Help at last for Sri Lanka war widows

VAVUNIYA, 13 May 2015 (IRIN) - Almost six years after Sri Lanka’s bloody civil conflict came to an end, an underreported legacy of the fighting is finally being acknowledged: the extraordinarily high number of war widows struggling to make ends meet.

Sri Lanka’s new government, led by President Maithripala Sirisena, estimated last month that Northern Province, which bore the brunt of the three decades of conflict, has an astonishing 50,000 families headed by single women.

It is the first time anyone has attached a figure to the phenomenon and it could have profound implications for government policy.

“It has remained a huge problem since the end of the war,” said Roopavathi Ketheeswaran, the top public official in Kilinochchi district, which forms part of Northern Province and used to be the stronghold of the Tamil Tiger rebels. “(It is) a problem that had gone largely unaddressed because of lack of resources.”

Yogeshwari Ramalingam, a 39-year-old widow from neighbouring Mullaithivu district, is trying to put her three children — aged eight to 14 – through school. But it is tough going.

“During the war, my husband went missing,” she told IRIN. “He went looking for food and never came back. Since then I have been struggling.”

Peace as scary as war

The family home was hit by shelling during the war, but Ramalingam can’t afford to rebuild it. When she returned to her village in 2011, she received around $189 from the UN refugee agency, UNHCR. It was meant to help the family resettle, but after spending about $50 on roofing materials and the rest on food, the money was soon gone.

Since then, Ramalingam has been surviving by doing odd jobs in the village and traveling 20 kilometres out to work in the paddy fields during rice harvesting seasons. She was given some vocational training in embroidery by a local, church-based NGO, but has been unable to use her new skills because of the lack of employment opportunities.

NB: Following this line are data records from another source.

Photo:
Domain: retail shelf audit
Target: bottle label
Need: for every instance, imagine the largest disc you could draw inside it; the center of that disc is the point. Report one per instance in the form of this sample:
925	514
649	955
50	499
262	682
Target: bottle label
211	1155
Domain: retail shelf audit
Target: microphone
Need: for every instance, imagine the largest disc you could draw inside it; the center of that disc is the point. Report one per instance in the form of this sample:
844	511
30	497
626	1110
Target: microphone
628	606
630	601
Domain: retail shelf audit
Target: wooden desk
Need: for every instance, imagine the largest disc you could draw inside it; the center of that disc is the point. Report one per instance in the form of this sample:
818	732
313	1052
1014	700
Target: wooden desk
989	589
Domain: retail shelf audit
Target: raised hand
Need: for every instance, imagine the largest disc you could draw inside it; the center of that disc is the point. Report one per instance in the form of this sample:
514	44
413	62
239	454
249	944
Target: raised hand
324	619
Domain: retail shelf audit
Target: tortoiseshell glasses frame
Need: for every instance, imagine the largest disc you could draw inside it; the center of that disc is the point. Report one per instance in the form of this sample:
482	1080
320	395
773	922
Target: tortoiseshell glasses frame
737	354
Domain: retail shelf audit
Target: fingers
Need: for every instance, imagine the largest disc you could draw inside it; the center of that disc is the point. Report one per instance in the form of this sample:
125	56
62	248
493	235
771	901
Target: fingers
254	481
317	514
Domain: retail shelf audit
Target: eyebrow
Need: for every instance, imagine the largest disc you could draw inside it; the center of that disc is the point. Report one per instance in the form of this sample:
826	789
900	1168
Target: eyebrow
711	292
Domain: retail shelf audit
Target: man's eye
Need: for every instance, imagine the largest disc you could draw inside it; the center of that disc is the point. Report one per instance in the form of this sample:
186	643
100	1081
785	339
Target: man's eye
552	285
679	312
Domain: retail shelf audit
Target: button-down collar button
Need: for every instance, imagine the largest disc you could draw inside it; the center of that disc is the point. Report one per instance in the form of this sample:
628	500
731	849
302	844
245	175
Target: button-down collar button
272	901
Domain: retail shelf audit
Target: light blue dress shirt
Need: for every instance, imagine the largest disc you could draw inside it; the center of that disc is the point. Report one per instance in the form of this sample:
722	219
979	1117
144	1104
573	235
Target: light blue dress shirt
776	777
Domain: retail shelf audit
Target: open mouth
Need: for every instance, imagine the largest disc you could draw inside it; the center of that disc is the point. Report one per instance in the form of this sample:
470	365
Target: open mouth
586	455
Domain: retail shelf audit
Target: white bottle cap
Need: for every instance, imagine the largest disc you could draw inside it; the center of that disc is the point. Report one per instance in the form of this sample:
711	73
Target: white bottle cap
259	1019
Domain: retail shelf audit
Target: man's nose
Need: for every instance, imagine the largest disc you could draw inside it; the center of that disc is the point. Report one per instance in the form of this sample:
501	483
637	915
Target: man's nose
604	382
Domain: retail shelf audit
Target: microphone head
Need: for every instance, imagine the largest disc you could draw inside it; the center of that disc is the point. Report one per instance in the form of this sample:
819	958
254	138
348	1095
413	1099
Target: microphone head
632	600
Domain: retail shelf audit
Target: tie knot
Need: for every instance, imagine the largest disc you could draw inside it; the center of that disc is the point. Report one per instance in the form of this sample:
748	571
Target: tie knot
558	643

“It has been hard, very hard. I thought the war was the nightmare. Peace has been equally scary.”

New approach

The government, which took office in January, has signaled a new approach to addressing the divisive issues that still linger, long after the end of the civil war, including the parlous situation facing women in war-ravaged Northern Province.

 

My husband went looking for food and never came back 
At least one in five families in the north is led by a woman with no husband, according to official estimates.

The government has already announced the establishment of a national centre in Kilinochchi to look after the needs of such families and has now introduced low interest loans of up to $260 specifically for these women.

“This is the first time such a centre has been set up, so now we can look at this unique group and provide targeted assistance,” Ketheeswaran said, adding that the biggest problem was lack of jobs. To that end, “we will also provide tailor-made vocational training,” she said.

There have been very few programmes designed to help the war widows to date. Since the start of 2013, the International Committee of the Red Cross has provided 435 women with funds of up to $378 to start new businesses. While the grants are welcome, that number represents only a small fraction of those needing help.

No jobs

While the national unemployment rate for women is 6.6 percent, “the unemployment rates among females are higher in the north,” said Muttukrishna Sarvananthan, author of a research paper on the issue due to be published in June.

Female unemployment rates in the five districts that make up the Northern Province are 10.9 percent in Jaffna, 29.4 percent in Kilinochchi, 21.6 percent in Mannar, 20.5 percent in Mullaithivu and 9.0 percent in Vavuniya.

The districts with the highest figures – above 20 percent – are those where the fighting was fiercest. By comparison, the unemployment rate for women in Colombo is 3.2 percent, 7.0 percent in Galle and 6.8 percent in Kandy.

“The government could give priority for single female heads of families in recruitment to the public sector,” Sarvananthan suggested.

Social workers in the north say that poverty forces many women to leave their potentially vulnerable children behind as they seek jobs further and further away from their villages.

“There are children dropping out of school. There are frequent cases of child abuse. There is also underlying trauma that has not been treated,” said Saroja Sivachandran, who heads the Jaffna-based Centre for Women and Development, which provides vocational training.

There have also been cases of women resorting to prostitution, though no official figures are available.

Numbers unknown

For a long time after the war, the plight of war widows was a taboo subject because it was linked to the sensitive issue of those still missing or unaccounted for, Sivachandran said.

The Sri Lankan government has never confirmed the number of deaths during the final and deadliest phase of the war.

An advisory panel set up by UN Secretary-General Ban Ki-moon said there could have been at least 40,000 war-related deaths between 2008 and 2009. A recently published book by the University Teachers for Human Rights (Jaffna) put the figure as high as 90,000.

Although there is no gender breakdown in these figures, it is assumed the vast majority were men. A generation of war widows was created, and the women left largely to fend for themselves.